Lobectomy was performed in 13% of the cases in this study, which was higher than other studies.20,23 First, Yunnan Province, where the hospital is located, is a relatively developed region in western China. Patients referred from districts and counties took longer to be diagnosed, had less standard anti-infection treatment, and were more likely to have prolonged disease. Second, the proportion of non-MPNP was higher in this study. In general, MPNP has a better effect on anti-infective treatment, while lung abscesses caused by bacteria are more likely to be treated with puncture drainage and surgical intervention. Third, our data were collected over a longer period (up to 8 years). With advances in the understanding of NP, the proportion of surgical lobectomy for NP has decreased in recent retrospective studies.20,23 It is worth mentioning that whether severe MPNP should be treated by lobectomy is controversial. “Guideline for diagnosis and treatment of Mycoplasma pneumoniae pneumonia in children (2023 version)” clearly states that MPNP does not need to be treated by lobectomy. However, there were still many cases of MPNP with poor efficacy of anti-infection treatment, and the disease was prolonged and finally surgery was still performed.

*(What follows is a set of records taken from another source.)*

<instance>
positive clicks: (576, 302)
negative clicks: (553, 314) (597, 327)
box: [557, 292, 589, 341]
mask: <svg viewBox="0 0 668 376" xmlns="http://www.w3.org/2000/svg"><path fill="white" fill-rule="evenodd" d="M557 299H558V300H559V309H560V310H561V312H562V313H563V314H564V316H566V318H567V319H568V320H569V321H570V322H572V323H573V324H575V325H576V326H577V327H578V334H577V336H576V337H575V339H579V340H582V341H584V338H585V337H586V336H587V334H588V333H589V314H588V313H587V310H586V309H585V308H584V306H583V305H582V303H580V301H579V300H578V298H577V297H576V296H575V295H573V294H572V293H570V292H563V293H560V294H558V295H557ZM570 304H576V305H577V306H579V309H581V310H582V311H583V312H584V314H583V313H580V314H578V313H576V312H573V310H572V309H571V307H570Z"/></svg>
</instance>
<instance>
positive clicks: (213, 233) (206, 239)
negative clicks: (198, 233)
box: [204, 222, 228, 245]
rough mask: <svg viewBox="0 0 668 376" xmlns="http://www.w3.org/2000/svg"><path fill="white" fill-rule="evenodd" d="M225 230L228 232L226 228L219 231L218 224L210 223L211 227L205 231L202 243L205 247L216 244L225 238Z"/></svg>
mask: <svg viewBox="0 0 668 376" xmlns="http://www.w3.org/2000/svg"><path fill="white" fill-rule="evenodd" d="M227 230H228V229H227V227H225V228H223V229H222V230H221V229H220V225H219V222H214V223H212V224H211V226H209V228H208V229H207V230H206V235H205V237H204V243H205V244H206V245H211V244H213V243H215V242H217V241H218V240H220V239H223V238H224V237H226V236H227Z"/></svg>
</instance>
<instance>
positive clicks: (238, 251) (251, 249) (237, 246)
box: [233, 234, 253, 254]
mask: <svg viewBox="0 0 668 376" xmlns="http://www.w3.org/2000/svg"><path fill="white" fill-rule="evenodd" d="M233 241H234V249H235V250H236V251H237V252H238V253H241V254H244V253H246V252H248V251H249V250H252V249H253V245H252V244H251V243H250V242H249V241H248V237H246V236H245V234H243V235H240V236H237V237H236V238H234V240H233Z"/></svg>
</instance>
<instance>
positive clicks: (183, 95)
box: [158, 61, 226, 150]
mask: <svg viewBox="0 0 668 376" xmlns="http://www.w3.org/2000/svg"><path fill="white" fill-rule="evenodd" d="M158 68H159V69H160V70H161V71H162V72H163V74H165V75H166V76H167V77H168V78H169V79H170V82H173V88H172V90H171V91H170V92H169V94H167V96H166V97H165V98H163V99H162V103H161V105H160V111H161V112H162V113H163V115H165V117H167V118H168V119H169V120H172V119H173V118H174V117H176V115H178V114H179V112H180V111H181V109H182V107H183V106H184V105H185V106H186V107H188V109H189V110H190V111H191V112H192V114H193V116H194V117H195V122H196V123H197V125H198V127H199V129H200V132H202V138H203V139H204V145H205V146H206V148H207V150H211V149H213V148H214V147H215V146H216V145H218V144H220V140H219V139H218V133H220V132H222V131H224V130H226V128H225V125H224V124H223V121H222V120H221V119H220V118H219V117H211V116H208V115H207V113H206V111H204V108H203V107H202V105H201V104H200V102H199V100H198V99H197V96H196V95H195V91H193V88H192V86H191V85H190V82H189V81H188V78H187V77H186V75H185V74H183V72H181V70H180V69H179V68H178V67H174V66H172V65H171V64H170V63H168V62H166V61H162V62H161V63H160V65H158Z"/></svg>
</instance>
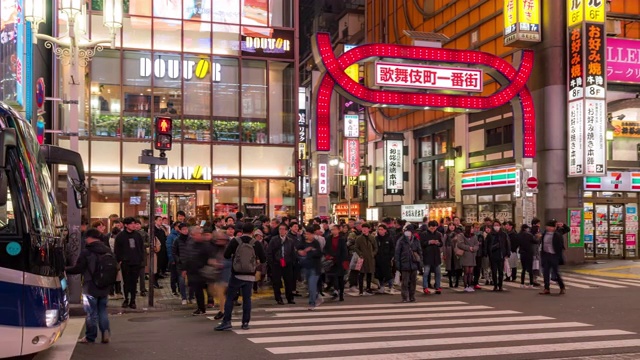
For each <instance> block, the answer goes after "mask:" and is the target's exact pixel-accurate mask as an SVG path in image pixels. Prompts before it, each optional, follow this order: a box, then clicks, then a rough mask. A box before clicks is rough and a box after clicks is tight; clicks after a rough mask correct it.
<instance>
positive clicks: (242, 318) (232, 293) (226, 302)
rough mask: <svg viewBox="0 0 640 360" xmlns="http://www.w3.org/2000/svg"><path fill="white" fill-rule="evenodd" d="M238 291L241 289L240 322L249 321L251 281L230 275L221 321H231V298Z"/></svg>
mask: <svg viewBox="0 0 640 360" xmlns="http://www.w3.org/2000/svg"><path fill="white" fill-rule="evenodd" d="M238 291H242V323H243V324H248V323H249V321H251V294H252V293H253V281H244V280H240V279H238V278H237V277H235V276H233V275H231V281H229V287H228V288H227V299H226V302H225V304H224V318H223V320H222V322H223V323H230V322H231V313H232V312H233V298H234V297H235V296H236V294H237V293H238Z"/></svg>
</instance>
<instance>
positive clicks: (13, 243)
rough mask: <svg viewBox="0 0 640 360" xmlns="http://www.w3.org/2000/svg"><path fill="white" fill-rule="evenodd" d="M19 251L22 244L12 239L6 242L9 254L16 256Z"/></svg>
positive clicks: (19, 253) (17, 253)
mask: <svg viewBox="0 0 640 360" xmlns="http://www.w3.org/2000/svg"><path fill="white" fill-rule="evenodd" d="M21 251H22V245H20V243H18V242H15V241H12V242H10V243H8V244H7V254H9V255H11V256H16V255H18V254H20V252H21Z"/></svg>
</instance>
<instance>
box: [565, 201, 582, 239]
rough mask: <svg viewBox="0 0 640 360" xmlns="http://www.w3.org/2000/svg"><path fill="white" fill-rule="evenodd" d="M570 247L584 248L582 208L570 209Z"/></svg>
mask: <svg viewBox="0 0 640 360" xmlns="http://www.w3.org/2000/svg"><path fill="white" fill-rule="evenodd" d="M567 219H569V221H568V225H569V235H568V239H569V247H584V214H583V209H582V208H569V210H568V212H567Z"/></svg>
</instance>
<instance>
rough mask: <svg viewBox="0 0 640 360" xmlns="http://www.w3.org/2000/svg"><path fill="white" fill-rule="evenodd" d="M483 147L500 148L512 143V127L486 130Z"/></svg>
mask: <svg viewBox="0 0 640 360" xmlns="http://www.w3.org/2000/svg"><path fill="white" fill-rule="evenodd" d="M485 134H486V136H485V146H486V147H492V146H500V145H507V144H511V143H513V125H512V124H509V125H505V126H499V127H496V128H492V129H487V130H486V133H485Z"/></svg>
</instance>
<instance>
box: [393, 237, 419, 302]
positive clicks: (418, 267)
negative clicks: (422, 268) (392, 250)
mask: <svg viewBox="0 0 640 360" xmlns="http://www.w3.org/2000/svg"><path fill="white" fill-rule="evenodd" d="M414 232H415V227H414V226H413V225H412V224H409V225H407V227H406V228H405V230H404V232H403V234H402V237H400V239H399V240H398V244H397V245H396V253H395V260H396V269H398V270H399V271H400V274H401V278H402V291H401V295H402V302H403V303H406V302H415V301H416V279H417V277H418V269H420V267H421V266H422V264H421V262H422V261H421V260H422V247H421V246H420V241H419V240H418V238H416V237H415V236H414Z"/></svg>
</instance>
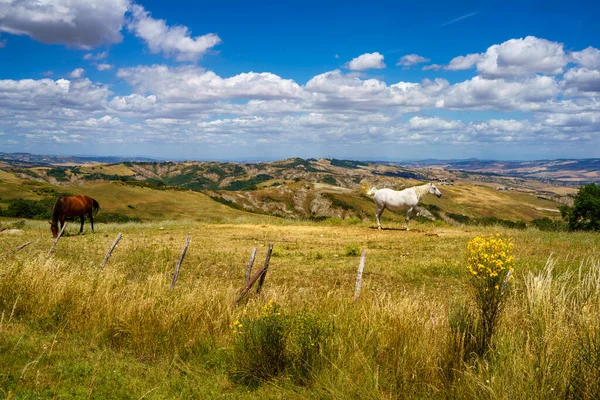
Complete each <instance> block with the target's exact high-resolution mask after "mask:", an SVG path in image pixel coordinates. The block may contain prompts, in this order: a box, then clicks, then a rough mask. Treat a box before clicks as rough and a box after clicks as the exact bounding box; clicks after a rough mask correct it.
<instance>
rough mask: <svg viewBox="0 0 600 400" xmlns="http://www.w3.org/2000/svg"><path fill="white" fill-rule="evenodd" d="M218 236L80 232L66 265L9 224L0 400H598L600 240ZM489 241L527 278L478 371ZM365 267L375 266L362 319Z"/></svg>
mask: <svg viewBox="0 0 600 400" xmlns="http://www.w3.org/2000/svg"><path fill="white" fill-rule="evenodd" d="M136 190H137V189H136ZM458 194H459V193H458V190H457V196H458ZM192 195H194V194H192V193H191V194H190V196H192ZM218 206H219V207H220V205H218ZM385 215H386V214H384V221H386V220H385ZM212 220H214V221H215V222H214V223H203V222H198V221H197V220H196V218H194V220H183V219H180V220H172V221H162V222H153V223H141V224H121V225H117V224H97V226H96V233H95V234H91V232H90V227H89V225H88V224H87V223H86V225H85V230H84V232H85V234H84V235H76V232H77V230H78V224H72V225H70V227H69V228H68V229H67V231H68V234H67V236H66V237H64V238H62V239H61V240H60V242H59V243H58V245H57V247H56V249H55V251H54V253H53V255H51V256H47V253H48V250H49V248H50V246H51V245H52V242H53V240H52V238H51V235H50V231H49V229H48V224H47V222H45V221H40V222H35V221H26V222H24V223H22V222H20V221H16V220H2V221H0V225H3V226H7V227H9V228H13V229H18V230H16V231H5V232H2V233H0V238H1V240H0V262H1V263H0V308H1V310H0V311H1V312H2V317H1V322H0V354H2V357H0V393H1V396H2V397H5V398H132V399H139V398H148V399H164V398H182V399H184V398H186V399H187V398H285V399H290V398H292V399H293V398H297V399H304V398H331V399H338V398H374V399H375V398H378V399H379V398H383V399H388V398H473V399H481V398H490V399H515V398H522V399H531V398H565V397H566V398H597V396H598V394H600V388H599V387H598V378H599V377H600V353H598V348H600V322H599V321H600V308H599V307H600V263H599V260H600V237H599V236H598V234H592V233H563V232H561V233H555V232H541V231H538V230H535V229H526V230H508V229H505V228H501V227H472V226H470V227H463V228H457V227H451V226H447V225H445V224H444V223H441V222H436V223H434V222H430V223H418V222H416V221H415V222H414V224H413V223H412V222H411V230H410V231H403V230H401V229H400V228H401V226H402V225H401V223H400V222H399V221H398V220H395V221H390V220H387V223H385V222H384V226H386V227H388V228H389V229H386V230H383V231H378V230H376V229H374V227H375V224H374V223H373V222H362V223H360V222H359V223H355V224H350V223H348V222H343V221H340V220H331V221H326V222H320V223H316V222H314V223H311V222H306V221H304V222H302V221H300V222H293V221H289V220H282V219H275V218H271V217H262V216H255V215H252V214H246V213H242V212H238V211H235V210H232V212H231V214H229V215H227V216H225V217H222V218H219V219H218V220H217V219H214V218H213V219H212ZM354 222H356V221H354ZM119 232H122V233H123V239H122V240H121V242H120V243H119V246H118V247H117V249H116V250H115V252H114V253H113V255H112V257H111V258H110V260H109V262H108V264H107V265H106V267H105V268H104V269H103V270H100V269H99V265H100V263H101V261H102V259H103V257H104V254H105V253H106V251H107V249H108V247H109V246H110V244H111V243H112V241H113V240H114V238H115V236H116V235H117V234H118V233H119ZM492 233H500V234H501V235H503V236H504V237H508V238H510V239H511V240H512V241H513V243H514V250H513V254H514V257H515V279H514V280H513V281H512V282H511V290H510V292H509V295H508V297H507V301H506V305H505V308H504V311H503V314H502V316H501V319H500V322H499V325H498V329H497V331H496V334H495V335H494V337H493V341H492V347H491V351H490V352H489V353H487V354H486V355H484V356H476V355H473V354H470V353H469V343H468V342H469V341H468V338H467V337H466V334H465V332H468V329H467V328H465V324H468V323H469V321H470V320H469V318H468V317H467V316H468V313H469V310H472V309H473V308H474V305H473V303H472V300H471V297H470V292H469V286H468V285H467V278H468V277H467V270H466V268H465V262H466V257H465V250H466V244H467V242H468V241H469V240H471V239H472V238H474V237H476V236H478V235H488V234H492ZM187 235H190V236H191V244H190V247H189V249H188V252H187V256H186V258H185V260H184V262H183V265H182V268H181V272H180V275H179V280H178V282H177V284H176V285H175V287H174V289H172V290H169V284H170V282H171V276H172V272H173V268H174V266H175V264H176V262H177V259H178V258H179V254H180V252H181V250H182V247H183V244H184V241H185V237H186V236H187ZM27 241H32V244H30V245H29V246H27V247H25V248H24V249H22V250H20V251H18V252H17V253H12V250H13V249H15V248H16V247H17V246H19V245H21V244H23V243H25V242H27ZM269 243H273V244H274V251H273V256H272V258H271V267H270V269H269V272H268V274H267V276H266V281H265V285H264V288H263V291H262V293H261V294H260V295H257V294H256V293H254V291H252V292H251V293H250V294H249V295H248V296H247V298H245V299H244V300H242V302H241V303H240V304H239V305H238V306H236V307H233V306H232V305H231V303H232V301H233V300H234V299H235V297H236V295H237V293H238V290H239V289H240V288H241V287H242V286H243V284H244V275H245V267H246V263H247V261H248V258H249V255H250V251H251V249H252V248H253V247H257V248H258V255H257V260H256V262H255V267H254V270H255V271H256V270H258V269H259V268H260V267H261V266H262V263H263V260H264V257H265V255H266V249H267V245H268V244H269ZM361 250H367V261H366V267H365V273H364V278H363V287H362V291H361V294H360V298H359V299H358V300H357V301H356V302H353V301H352V300H353V293H354V283H355V278H356V269H357V266H358V262H359V257H360V252H361ZM279 339H280V340H279ZM278 340H279V341H278Z"/></svg>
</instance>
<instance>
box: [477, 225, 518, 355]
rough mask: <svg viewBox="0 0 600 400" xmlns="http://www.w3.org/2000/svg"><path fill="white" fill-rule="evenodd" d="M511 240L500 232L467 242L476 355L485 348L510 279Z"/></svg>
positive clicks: (497, 313) (490, 335) (512, 271)
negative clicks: (506, 238)
mask: <svg viewBox="0 0 600 400" xmlns="http://www.w3.org/2000/svg"><path fill="white" fill-rule="evenodd" d="M512 246H513V245H512V242H511V241H510V239H503V238H501V237H500V235H498V234H496V235H490V236H485V237H484V236H478V237H476V238H475V239H473V240H471V241H470V242H469V243H468V244H467V272H468V277H469V284H470V286H471V289H472V294H473V298H474V300H475V304H476V305H477V308H478V311H479V320H480V324H479V327H480V329H479V333H478V334H479V337H478V341H477V343H478V345H479V346H478V349H477V350H478V351H477V354H478V355H480V356H481V355H484V354H485V353H486V352H487V351H488V349H489V347H490V342H491V339H492V336H493V334H494V332H495V330H496V325H497V323H498V320H499V318H500V312H501V311H502V307H503V305H504V298H505V295H506V293H507V290H506V289H507V288H508V281H509V279H510V278H512V277H513V276H512V272H513V257H512V255H511V252H512Z"/></svg>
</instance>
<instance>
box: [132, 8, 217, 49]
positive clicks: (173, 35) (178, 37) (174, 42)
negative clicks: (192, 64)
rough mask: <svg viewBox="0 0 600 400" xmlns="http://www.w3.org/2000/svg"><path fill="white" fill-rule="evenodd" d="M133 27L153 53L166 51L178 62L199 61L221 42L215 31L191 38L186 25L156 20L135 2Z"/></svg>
mask: <svg viewBox="0 0 600 400" xmlns="http://www.w3.org/2000/svg"><path fill="white" fill-rule="evenodd" d="M131 14H132V16H133V18H132V20H131V22H130V23H129V25H128V27H129V29H130V30H131V31H132V32H133V33H134V34H135V35H136V36H137V37H139V38H140V39H142V40H143V41H144V42H145V43H146V44H147V45H148V48H149V49H150V51H151V52H152V53H162V54H164V55H166V56H168V57H174V58H175V60H177V61H196V60H198V59H199V58H200V57H202V56H203V55H204V54H206V52H208V51H209V50H210V49H211V48H213V47H214V46H216V45H218V44H220V43H221V38H219V36H217V35H216V34H214V33H209V34H205V35H202V36H196V37H193V38H192V37H191V36H190V35H191V33H190V32H189V30H188V28H187V27H185V26H171V27H169V26H168V25H167V22H166V21H165V20H162V19H154V18H152V16H151V15H150V13H149V12H148V11H146V10H145V9H144V7H142V6H140V5H137V4H134V5H133V6H132V9H131Z"/></svg>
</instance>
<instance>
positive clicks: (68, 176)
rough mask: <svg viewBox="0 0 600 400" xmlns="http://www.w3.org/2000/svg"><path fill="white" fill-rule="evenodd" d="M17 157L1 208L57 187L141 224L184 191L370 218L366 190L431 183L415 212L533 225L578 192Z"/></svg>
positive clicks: (3, 176) (202, 167) (516, 177)
mask: <svg viewBox="0 0 600 400" xmlns="http://www.w3.org/2000/svg"><path fill="white" fill-rule="evenodd" d="M46 161H47V160H46ZM61 161H64V159H61ZM19 162H21V161H19ZM19 162H15V163H6V164H5V165H2V164H0V209H2V208H4V209H7V208H8V207H9V205H10V203H11V202H13V201H14V200H15V199H19V198H21V199H29V200H32V201H37V200H41V199H46V200H48V198H49V197H52V198H54V197H56V196H57V195H58V194H59V193H88V194H90V195H93V196H96V197H99V199H102V200H103V202H102V204H103V211H104V212H109V213H110V212H112V213H118V214H119V215H124V216H127V217H134V218H138V219H142V220H145V219H168V218H172V217H176V218H180V217H181V216H182V215H183V212H179V211H177V212H175V210H176V209H179V208H181V206H177V207H171V208H170V209H169V207H167V208H165V207H162V206H161V203H164V202H165V199H171V200H172V201H174V202H176V203H178V204H187V203H188V201H189V200H192V197H186V196H189V193H190V191H192V192H201V194H202V195H205V196H208V197H209V198H210V199H212V200H213V202H212V203H214V204H215V205H218V206H219V207H222V206H223V205H225V206H227V207H228V208H230V209H234V210H239V211H249V212H252V213H255V214H264V215H272V216H279V217H285V218H306V219H322V218H331V217H335V218H340V219H350V218H354V217H358V218H360V219H372V218H373V214H374V212H375V206H374V204H373V201H372V199H371V198H370V197H368V196H367V195H366V191H365V188H366V187H373V186H375V187H379V188H382V187H388V188H393V189H398V190H399V189H403V188H406V187H410V186H414V185H418V184H421V183H424V182H427V181H433V182H437V183H438V186H439V188H440V189H441V191H442V193H444V196H443V197H442V198H441V199H437V198H435V197H433V196H426V197H425V198H424V199H423V202H422V204H423V208H422V209H421V210H420V213H421V215H424V216H429V217H435V218H443V219H446V220H448V221H449V219H448V218H446V217H447V215H454V216H456V218H459V219H461V220H467V219H469V218H475V219H479V218H498V219H505V220H514V221H530V220H533V219H538V218H543V217H550V218H559V217H560V214H559V213H558V206H560V205H561V204H569V203H570V202H572V199H571V198H570V197H569V196H570V195H572V194H573V193H575V192H576V189H575V188H573V187H569V186H567V185H566V184H565V183H558V184H555V183H552V182H553V181H542V180H538V179H531V178H524V177H520V176H504V175H501V174H498V173H491V172H485V173H484V172H468V171H465V170H460V171H458V170H451V169H448V170H446V169H443V168H439V167H437V166H435V164H433V165H434V166H435V167H431V166H428V167H426V168H413V167H410V168H409V167H407V166H400V165H389V164H377V163H368V162H359V161H352V160H337V159H308V160H307V159H302V158H292V159H287V160H280V161H273V162H263V163H256V164H241V163H231V162H225V163H222V162H197V161H188V162H182V163H175V162H156V161H153V162H130V161H126V162H119V163H99V162H97V161H96V162H94V163H83V164H66V163H64V162H61V163H60V164H41V165H40V164H38V165H36V166H33V167H27V166H23V165H21V164H19ZM198 194H200V193H198ZM140 196H141V197H140ZM194 199H200V197H194ZM171 200H170V201H171ZM197 201H198V200H193V201H192V203H190V204H189V207H191V210H193V212H192V213H191V214H190V215H194V216H195V218H202V215H203V214H205V213H214V212H215V211H214V210H213V208H214V207H210V206H207V204H210V203H211V202H209V203H204V204H203V206H202V207H204V209H202V208H197V206H198V207H199V203H197ZM219 203H220V204H219ZM142 205H143V206H142ZM181 209H183V208H181ZM150 210H152V211H151V212H150ZM160 210H163V211H160ZM211 210H212V211H211ZM385 218H388V219H391V220H396V221H400V220H402V219H403V218H404V216H403V215H400V214H393V213H389V215H388V214H386V217H385Z"/></svg>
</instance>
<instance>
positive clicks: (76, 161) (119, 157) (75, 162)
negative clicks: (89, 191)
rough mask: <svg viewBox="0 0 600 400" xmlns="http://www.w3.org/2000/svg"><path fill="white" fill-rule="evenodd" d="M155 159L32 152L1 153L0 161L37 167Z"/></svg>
mask: <svg viewBox="0 0 600 400" xmlns="http://www.w3.org/2000/svg"><path fill="white" fill-rule="evenodd" d="M126 161H131V162H147V161H155V160H153V159H150V158H145V157H76V156H48V155H39V154H30V153H1V152H0V163H5V164H7V165H11V166H20V167H35V166H41V165H64V164H91V163H120V162H126Z"/></svg>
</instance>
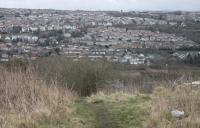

At present, there is a lack of clinical research on the comparison of the effect of surgery and anti-infection treatment on MPNP, and prospective studies with large samples are needed to provide evidence-based support.

In general, the outcome of NP was good, and all patients improved and were discharged from the hospital except for five children who were withdrawn from treatment by their parents.

The advantage of this study is that the clinical characteristics of NP were analyzed with a large sample size, the characteristics of NNP were analyzed for the first time, the differences among the three groups were visually analyzed, and the differential indicators with clinical practical value were found. However, there are still some limitations to this study. Firstly, the retrospective study inevitably has some selection bias. Second, some indicators that reflect the characteristics of NP, such as tumor necrosis factor, interleukin, and ferritin, have to be excluded because of the lack of data. Finally, this study lacks long-term follow-up data.

Conclusions

Bacteria are the most common cause of NP, and the most common bacteria are Streptococcus pneumoniae, Staphylococcus aureus, and Haemophilus influenzae. NP with no pathogen detected accounted for a large proportion. WBC, CRP, and ALB can identify the pathogens of NP. Patients with BNP were more severe, had a longer hospital stay, and were more likely to undergo closed drainage and surgery.

Funding

This work was supported by the Joint project of Yunnan Science and Technology Department Kunming Medical University (202101AY070001—217); Kunming Health Science and technology personnel training project (2020(Province)-21); Yunnan key specialty of pediatric infection(Training and education program/Kunming key specialty of pediatric infection; Key Science and Technology Program of Yunnan Province (No.202102AA100019).

Disclosure

The authors report no conflicts of interest in this work.